Frederick Douglass Frederick Douglass was America’s foremost black abolitionist. Born a slave in Maryland, Douglass escaped from bondage in 1838 when he was just twenty-one. Recruited by William Lloyd Garrison, Douglass became a lecturer for the American Anti-Slavery Society. Douglass was a gifted orator who enthralled his audiences with his commanding personal presence and authentic stories about the horrors of slavery. For example, he told a spellbound audience in Massachusetts, “I appear before the immense assembly this evening as a thief and a robber.
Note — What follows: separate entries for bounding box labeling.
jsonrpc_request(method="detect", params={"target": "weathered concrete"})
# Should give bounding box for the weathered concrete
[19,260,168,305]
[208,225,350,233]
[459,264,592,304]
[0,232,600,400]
I stole this head, these limbs, this body from my master, and ran off with them.” Douglass was also a prolific (very productive) writer. In 1845 he published his Narrative of the Life of Frederick Douglass, which described his life on a Maryland plantation, brutal fight with a slave driver, and dramatic escape to the North. In 1847, he founded the Northern Star, an influential antislavery newspaper for blacks. Douglass was a charismatic rhetorician. His speeches and writings played an important role in persuading a growing number of Northerners that slavery was evil and that its further spread into the western lands should be halted.